The biggest hurdle for Gogoris throughout the pandemic has been the uncertainty. “We don’t know how long it’s going to be and to what effect. When are we going to re-open again?” he asked. “Can we get our clientele back? Will we be able to open up regularly?”

“There’s so many unanswered questions, we’re in uncharted territory,” continued Gogoris. “We don’t know how the people are going to react if things go back to normal. We’ll see what normal is in the future.

With the benefit of staying open, the unpredictable nature of the pandemic has affected the businesses’ ability to make consistent sales, with the number of clientele differing from one day to another. 

According to Piskopos, the restaurant will serve 10 clients one day, but then soar to 100 the next.

“It’s all over the place,” said Piskopos.

Piskopos has even cut down his menu, and has been preparing as little food as possible so not to waste any by the end of the night.

Currently, Piskopos is not thinking about profit, but how the restaurant can stay afloat. Right now, he’s just focused on delivering food to his customers.

Like all establishments, measures are put in place to help prevent the spread of COVID-19. Delivery drivers are equipped with hand sanitizer in the car.

Precautionary measures at Rooster Express also involve informing their client to leave the money for their meals in an envelope outside and the food is delivered at the door. If the client needs to pay with Interac, the machine is in a poly bag ready for use.

Underneath the uncertainty that owners like Gogoris are faced with, he’s managed to find a silver lining amid the pandemic.
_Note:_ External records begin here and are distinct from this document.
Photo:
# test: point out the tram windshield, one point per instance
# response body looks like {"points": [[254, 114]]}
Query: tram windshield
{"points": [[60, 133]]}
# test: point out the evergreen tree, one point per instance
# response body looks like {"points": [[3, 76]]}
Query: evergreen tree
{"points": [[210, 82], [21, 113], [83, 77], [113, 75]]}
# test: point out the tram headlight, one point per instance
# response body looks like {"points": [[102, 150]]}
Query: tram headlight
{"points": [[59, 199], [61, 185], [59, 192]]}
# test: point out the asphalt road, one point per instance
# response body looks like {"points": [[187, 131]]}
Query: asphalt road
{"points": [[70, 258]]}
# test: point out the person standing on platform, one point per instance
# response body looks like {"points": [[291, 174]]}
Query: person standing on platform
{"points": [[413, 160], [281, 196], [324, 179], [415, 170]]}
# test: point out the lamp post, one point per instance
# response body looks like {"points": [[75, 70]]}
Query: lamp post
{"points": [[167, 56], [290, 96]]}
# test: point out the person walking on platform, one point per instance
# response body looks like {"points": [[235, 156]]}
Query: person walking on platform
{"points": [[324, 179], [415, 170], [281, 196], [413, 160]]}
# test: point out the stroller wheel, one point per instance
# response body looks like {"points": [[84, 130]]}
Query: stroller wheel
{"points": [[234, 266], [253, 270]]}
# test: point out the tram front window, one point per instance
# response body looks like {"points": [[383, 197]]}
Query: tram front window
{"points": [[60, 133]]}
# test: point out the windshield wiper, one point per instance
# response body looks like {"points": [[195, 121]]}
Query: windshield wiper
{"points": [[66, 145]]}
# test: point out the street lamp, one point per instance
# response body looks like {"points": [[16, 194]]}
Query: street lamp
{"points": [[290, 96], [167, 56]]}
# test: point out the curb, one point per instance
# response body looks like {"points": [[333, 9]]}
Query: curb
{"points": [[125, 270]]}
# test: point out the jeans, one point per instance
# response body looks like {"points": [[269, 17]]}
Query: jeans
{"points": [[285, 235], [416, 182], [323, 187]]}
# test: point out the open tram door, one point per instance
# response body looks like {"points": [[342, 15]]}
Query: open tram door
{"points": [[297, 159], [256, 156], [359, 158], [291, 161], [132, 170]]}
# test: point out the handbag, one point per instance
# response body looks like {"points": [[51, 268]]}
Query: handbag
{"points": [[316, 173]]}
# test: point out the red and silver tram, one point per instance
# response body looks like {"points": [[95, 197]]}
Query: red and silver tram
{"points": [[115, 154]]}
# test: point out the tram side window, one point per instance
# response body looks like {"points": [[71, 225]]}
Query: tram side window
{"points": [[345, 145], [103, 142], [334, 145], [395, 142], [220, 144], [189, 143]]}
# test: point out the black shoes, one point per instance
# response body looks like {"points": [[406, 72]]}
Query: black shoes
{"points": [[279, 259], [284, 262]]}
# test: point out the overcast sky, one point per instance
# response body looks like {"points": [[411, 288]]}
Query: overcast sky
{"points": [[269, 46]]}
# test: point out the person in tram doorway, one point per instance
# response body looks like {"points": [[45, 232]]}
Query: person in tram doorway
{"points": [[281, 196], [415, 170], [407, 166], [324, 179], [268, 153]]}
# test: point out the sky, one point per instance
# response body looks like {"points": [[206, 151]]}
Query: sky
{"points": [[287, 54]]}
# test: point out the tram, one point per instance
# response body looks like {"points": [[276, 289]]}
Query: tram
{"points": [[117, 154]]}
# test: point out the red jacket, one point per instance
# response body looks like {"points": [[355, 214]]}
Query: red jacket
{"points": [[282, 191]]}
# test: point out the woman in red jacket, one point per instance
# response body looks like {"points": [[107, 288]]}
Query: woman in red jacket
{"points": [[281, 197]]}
Working in the restaurant business, Gogoris is used to spending more of his time at Robbie’s than at home. He’s used to seeing his staff more than his family.

“From 55 hours to five hours, is a big difference,” said Gogoris.

Since Robbie’s closed its doors, Gogoris has been spending time with his wife and two sons, throwing the football in the yard and playing soccer and taking their six month old German Shepherd for walks.

He’s also found the time to indulge in garden work.

“I’ve been fixing my yards,” he said. “Things that would normally take me four more weeks to do, I’ve already done.”